We tried to recruit equal numbers of male and female participants in our sample to be able to make general statements and identify possible differences. However, mainly women volunteered to participate in the study. Although the prevalence of stressful events is thought to be similar in both men and women, men are less likely to report these experiences and are often underrepresented in studies of mental illness. In favor of a higher sample size, we decided to tolerate this asymmetry in the distribution. However, the interpretation of the significance of brain alterations in men is limited.

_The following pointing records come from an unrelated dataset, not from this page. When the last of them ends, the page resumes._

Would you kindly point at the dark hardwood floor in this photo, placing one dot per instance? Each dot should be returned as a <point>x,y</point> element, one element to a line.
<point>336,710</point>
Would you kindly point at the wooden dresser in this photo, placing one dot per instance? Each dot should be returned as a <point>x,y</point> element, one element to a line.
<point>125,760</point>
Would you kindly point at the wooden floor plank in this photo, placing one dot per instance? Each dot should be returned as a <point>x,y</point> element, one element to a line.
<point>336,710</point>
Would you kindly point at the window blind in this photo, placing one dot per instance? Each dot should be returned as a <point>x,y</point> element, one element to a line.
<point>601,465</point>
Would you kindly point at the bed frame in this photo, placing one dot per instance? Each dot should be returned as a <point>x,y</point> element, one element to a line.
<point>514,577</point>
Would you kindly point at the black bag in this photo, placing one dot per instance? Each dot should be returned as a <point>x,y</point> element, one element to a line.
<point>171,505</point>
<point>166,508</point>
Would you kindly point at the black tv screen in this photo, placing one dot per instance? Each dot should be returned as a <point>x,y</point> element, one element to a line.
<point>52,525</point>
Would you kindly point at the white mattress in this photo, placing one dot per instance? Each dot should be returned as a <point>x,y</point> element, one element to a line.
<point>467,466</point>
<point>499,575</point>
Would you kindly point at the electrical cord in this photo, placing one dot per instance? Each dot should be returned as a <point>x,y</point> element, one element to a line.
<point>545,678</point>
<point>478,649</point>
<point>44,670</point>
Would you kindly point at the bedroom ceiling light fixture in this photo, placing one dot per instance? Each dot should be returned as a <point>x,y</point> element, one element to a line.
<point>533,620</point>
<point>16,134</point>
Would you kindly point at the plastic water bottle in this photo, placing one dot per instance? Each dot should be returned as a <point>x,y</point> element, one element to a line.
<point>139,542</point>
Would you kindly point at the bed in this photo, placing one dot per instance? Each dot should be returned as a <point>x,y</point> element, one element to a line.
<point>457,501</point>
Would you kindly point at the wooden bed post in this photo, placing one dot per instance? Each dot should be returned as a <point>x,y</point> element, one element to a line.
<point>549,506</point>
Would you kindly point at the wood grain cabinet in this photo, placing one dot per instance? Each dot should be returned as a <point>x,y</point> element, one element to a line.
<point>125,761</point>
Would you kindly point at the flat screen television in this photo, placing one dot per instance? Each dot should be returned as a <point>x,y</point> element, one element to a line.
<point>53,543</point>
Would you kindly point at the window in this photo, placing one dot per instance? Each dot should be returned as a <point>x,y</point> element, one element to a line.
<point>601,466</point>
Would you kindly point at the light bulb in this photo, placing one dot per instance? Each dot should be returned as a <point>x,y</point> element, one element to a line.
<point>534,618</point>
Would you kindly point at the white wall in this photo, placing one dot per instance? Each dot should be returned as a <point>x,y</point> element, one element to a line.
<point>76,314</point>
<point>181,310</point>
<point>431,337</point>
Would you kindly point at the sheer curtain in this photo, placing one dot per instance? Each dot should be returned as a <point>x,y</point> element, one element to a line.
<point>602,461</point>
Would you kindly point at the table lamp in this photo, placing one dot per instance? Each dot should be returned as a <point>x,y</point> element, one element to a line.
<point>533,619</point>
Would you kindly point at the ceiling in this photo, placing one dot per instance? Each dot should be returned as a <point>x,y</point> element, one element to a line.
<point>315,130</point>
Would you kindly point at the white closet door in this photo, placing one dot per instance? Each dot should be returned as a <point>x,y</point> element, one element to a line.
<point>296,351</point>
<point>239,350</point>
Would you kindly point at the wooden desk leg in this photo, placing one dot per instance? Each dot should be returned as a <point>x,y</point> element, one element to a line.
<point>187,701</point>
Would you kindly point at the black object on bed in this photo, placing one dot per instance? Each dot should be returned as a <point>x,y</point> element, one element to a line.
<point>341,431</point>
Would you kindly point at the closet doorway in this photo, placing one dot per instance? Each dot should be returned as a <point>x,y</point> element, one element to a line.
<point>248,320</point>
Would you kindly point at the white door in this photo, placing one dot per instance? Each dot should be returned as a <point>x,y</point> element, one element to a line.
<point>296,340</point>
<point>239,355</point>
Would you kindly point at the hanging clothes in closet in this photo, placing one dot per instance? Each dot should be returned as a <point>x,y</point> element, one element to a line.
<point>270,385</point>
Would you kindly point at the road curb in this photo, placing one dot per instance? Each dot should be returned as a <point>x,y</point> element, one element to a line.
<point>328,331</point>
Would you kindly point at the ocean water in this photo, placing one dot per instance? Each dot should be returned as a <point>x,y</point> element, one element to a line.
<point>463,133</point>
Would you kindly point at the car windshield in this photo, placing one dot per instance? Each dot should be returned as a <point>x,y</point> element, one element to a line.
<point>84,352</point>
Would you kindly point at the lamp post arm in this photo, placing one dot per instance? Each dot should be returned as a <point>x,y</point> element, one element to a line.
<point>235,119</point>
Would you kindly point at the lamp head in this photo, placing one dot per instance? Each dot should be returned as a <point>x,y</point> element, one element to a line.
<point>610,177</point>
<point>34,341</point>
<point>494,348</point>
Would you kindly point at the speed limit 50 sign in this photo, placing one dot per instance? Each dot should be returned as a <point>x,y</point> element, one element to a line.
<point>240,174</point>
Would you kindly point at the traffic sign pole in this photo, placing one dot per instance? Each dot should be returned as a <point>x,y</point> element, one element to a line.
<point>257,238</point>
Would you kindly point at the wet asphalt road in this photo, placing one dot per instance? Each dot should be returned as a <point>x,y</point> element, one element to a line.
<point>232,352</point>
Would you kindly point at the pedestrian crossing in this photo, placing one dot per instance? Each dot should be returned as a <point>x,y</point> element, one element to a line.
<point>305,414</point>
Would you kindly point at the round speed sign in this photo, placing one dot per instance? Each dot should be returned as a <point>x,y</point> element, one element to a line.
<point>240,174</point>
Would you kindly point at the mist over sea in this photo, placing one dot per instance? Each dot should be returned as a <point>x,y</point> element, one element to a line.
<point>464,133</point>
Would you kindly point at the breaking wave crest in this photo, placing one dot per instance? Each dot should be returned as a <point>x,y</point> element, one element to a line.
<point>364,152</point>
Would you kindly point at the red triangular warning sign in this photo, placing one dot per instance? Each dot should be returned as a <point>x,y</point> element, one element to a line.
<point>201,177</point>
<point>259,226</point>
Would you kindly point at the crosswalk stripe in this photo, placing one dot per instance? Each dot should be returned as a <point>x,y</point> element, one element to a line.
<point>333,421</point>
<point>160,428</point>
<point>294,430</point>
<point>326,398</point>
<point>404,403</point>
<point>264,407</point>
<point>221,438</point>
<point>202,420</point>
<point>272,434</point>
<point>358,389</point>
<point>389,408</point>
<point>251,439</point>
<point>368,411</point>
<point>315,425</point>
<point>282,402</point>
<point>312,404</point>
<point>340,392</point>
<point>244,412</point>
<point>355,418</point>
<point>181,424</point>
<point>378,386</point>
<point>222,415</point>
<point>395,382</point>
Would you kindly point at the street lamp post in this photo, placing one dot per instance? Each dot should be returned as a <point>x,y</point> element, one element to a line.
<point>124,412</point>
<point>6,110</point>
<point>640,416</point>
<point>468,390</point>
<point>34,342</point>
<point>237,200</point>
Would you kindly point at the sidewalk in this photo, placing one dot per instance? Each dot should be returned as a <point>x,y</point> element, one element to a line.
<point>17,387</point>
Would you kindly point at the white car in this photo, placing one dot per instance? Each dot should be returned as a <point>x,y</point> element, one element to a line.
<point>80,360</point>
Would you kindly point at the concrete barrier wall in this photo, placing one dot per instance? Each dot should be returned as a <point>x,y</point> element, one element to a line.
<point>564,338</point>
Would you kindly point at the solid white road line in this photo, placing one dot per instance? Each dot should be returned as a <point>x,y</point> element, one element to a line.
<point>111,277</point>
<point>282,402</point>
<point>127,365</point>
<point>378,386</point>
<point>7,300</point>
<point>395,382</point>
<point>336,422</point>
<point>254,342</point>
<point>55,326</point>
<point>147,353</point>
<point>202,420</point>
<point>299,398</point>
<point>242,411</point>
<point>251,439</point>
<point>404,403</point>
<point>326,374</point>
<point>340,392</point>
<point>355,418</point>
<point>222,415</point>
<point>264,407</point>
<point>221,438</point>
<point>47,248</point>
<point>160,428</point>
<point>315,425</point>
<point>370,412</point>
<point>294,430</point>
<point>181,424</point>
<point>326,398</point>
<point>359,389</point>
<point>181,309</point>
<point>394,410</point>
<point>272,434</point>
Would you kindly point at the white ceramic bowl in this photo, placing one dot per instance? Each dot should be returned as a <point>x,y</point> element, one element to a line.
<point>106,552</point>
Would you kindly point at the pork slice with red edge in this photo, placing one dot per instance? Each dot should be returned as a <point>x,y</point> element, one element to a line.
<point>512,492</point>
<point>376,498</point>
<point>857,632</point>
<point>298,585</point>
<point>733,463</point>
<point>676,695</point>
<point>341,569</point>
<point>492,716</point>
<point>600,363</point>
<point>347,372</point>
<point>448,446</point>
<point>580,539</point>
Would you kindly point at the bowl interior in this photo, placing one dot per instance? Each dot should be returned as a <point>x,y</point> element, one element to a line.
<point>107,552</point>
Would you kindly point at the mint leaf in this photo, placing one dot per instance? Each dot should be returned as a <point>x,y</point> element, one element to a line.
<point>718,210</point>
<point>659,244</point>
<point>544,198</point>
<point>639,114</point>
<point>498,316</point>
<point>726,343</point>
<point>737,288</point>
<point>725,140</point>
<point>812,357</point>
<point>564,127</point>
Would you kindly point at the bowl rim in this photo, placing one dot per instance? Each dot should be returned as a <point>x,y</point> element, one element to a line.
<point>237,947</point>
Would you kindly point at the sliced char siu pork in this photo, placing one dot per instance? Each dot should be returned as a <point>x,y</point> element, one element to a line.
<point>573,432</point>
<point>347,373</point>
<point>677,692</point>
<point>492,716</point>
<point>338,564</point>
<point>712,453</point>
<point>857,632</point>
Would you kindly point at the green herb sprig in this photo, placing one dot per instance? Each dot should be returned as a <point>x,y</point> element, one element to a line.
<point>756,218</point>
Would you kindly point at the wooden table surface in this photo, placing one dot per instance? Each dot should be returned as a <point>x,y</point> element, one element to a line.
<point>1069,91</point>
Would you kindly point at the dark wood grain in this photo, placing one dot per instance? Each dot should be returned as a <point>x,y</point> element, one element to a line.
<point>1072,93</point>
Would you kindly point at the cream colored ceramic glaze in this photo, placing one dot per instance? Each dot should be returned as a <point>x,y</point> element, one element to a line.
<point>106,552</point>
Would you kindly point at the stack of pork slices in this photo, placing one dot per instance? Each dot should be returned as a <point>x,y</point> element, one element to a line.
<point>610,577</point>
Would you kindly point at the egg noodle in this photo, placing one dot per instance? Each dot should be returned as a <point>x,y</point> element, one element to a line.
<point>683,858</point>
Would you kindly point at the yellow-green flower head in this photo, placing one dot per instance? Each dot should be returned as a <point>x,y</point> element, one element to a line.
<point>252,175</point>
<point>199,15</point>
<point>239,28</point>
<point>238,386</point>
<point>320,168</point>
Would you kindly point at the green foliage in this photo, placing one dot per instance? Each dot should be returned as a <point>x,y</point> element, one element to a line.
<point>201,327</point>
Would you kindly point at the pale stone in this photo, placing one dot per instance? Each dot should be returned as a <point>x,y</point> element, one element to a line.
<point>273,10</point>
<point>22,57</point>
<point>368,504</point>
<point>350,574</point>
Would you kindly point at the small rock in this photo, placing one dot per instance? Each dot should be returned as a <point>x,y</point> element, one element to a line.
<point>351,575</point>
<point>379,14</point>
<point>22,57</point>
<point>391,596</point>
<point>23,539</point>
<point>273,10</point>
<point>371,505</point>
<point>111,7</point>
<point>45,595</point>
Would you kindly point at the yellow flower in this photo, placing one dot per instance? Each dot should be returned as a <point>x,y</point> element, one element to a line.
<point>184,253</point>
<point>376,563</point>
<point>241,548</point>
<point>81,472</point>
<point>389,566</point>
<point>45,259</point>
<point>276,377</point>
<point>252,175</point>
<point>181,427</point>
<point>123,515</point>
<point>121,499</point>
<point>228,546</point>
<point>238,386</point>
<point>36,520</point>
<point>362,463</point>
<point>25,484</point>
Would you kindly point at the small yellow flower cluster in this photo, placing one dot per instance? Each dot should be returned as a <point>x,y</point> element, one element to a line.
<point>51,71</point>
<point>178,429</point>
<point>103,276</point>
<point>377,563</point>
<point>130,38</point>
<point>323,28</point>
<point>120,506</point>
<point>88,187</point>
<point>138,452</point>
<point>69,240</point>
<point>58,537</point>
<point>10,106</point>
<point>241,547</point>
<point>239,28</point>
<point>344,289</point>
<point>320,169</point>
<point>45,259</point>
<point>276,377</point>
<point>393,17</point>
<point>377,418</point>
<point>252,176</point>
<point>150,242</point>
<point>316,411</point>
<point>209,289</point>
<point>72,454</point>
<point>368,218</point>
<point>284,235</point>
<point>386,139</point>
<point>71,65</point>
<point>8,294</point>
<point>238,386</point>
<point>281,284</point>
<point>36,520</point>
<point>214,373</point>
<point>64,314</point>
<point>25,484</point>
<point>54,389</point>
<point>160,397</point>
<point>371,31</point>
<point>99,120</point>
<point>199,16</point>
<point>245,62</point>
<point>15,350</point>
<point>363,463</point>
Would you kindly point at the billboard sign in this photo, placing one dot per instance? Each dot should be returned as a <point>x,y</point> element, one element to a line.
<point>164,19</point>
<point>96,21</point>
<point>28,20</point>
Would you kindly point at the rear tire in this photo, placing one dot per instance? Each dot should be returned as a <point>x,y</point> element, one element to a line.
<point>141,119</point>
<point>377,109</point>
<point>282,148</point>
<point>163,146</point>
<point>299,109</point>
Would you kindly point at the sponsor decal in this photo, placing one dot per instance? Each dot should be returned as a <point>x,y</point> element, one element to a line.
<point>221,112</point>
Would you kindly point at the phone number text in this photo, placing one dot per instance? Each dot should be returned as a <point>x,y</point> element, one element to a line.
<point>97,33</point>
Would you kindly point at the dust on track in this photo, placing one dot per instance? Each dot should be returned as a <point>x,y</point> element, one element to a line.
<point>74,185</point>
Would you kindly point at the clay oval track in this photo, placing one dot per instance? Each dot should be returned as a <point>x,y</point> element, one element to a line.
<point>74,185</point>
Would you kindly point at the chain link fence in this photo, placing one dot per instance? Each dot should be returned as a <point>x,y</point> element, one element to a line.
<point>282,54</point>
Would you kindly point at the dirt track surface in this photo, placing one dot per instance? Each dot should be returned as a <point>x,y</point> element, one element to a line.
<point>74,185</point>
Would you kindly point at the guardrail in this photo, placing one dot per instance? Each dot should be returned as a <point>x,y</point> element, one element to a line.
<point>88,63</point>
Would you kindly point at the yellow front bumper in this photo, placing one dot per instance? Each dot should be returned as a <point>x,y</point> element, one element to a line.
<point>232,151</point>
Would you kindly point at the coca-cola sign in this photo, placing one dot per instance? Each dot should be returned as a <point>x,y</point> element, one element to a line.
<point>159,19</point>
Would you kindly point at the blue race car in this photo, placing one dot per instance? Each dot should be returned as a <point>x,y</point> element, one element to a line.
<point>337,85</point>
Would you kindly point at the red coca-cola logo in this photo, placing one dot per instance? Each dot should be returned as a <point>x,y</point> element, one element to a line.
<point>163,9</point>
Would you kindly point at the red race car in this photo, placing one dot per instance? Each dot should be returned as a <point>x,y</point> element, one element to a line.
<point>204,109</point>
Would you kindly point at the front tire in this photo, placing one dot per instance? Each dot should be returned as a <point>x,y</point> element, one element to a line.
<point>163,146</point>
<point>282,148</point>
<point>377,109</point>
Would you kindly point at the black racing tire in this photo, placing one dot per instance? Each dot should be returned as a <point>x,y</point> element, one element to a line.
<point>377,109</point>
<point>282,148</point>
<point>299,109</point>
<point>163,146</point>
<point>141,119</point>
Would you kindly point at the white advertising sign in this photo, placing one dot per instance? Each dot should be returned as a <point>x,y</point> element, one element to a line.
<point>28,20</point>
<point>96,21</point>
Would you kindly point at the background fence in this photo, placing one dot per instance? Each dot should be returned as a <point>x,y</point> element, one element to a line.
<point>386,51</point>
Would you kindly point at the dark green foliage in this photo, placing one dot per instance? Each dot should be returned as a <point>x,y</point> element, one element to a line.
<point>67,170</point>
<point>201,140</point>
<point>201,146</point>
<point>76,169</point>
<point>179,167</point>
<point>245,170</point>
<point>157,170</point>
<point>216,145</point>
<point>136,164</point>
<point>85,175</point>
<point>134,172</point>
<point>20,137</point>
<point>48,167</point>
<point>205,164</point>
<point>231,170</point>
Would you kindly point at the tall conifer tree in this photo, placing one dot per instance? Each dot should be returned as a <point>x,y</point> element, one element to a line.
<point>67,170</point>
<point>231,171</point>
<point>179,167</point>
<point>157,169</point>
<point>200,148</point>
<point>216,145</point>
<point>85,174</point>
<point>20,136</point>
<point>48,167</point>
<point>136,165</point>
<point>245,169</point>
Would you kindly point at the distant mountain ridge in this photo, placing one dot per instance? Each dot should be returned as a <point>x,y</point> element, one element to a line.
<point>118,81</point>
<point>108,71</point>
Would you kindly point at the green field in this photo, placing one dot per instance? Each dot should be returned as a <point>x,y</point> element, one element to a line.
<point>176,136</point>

Lastly, the statistical power of the design is essential for understanding the implications of the null findings we report. Sample size requirements of the random forest approach are, in principle, similar to those of traditional linear models, while being arguably slightly better due to its (on average) better model fit56,57 as well as its relative insensitivity to multicollinearity and the number of predictors58. In accordance with this notion, we recently observed that the power of the cross-validated variance explained was similar to that observed using gpower for linear regression R2 when predicting amygdala function from KERF data36,37. At the same time, its advantages make random forests well-suited for the identification of sensitive periods, as has been previously shown59. Given that sample size requirements for R2 are often similar for random forest and linear regression, this leaves the question whether our design has sufficient statistical power to be meaningful. In previous similar random forest studies, except in two studies36,37, it does not seem to be commonplace to report R2, which we consider important for contextualizing the results and see as a strength of our work to be transparent in this regard. As we already conducted a previous study on 68 participants34, which found statistically significant effects, our main goal was to increase sample size beyond this number as much as possible within the project timeline. This led to our sample of 93 participants, which we believe is an appropriate increase for a conceptual replication. Moreover, beyond the random forest approach, we included simple bivariate linear models for previously reported sensitive life years to facilitate the accumulation of evidence between studies.

Taken together, this study examined the influence of type and timing of CM in a sex-mixed sample to better understand volumetric alterations in sensitive brain regions as a result of these experiences. Therefore, we created a comprehensive methodology to test different approaches with and without type specific and timing-specific CM severity. We were able to verify the influence of neglect in early childhood and abuse in late adolescence on ACC volume but were not able not explain volumetric alterations of the hippocampus and amygdala with our models. We consider it important that further studies with a larger number of participants investigate the influence of type and timing. Currently, there are large differences between studies, both in terms of their results and methodology. There is also an increasing number of studies with a longitudinal study design, which have the possibility to follow development more directly, but are dependent on other aspects such as the difficulty of recording adverse events in minors by third parties60,61. Aggregation of the results of different studies may help to reveal findings and get a better picture of the reality. We propose a stepwise approach with different variable combinations, as we have implemented here, to get more information about the impact of different main- and subtypes on volume alterations.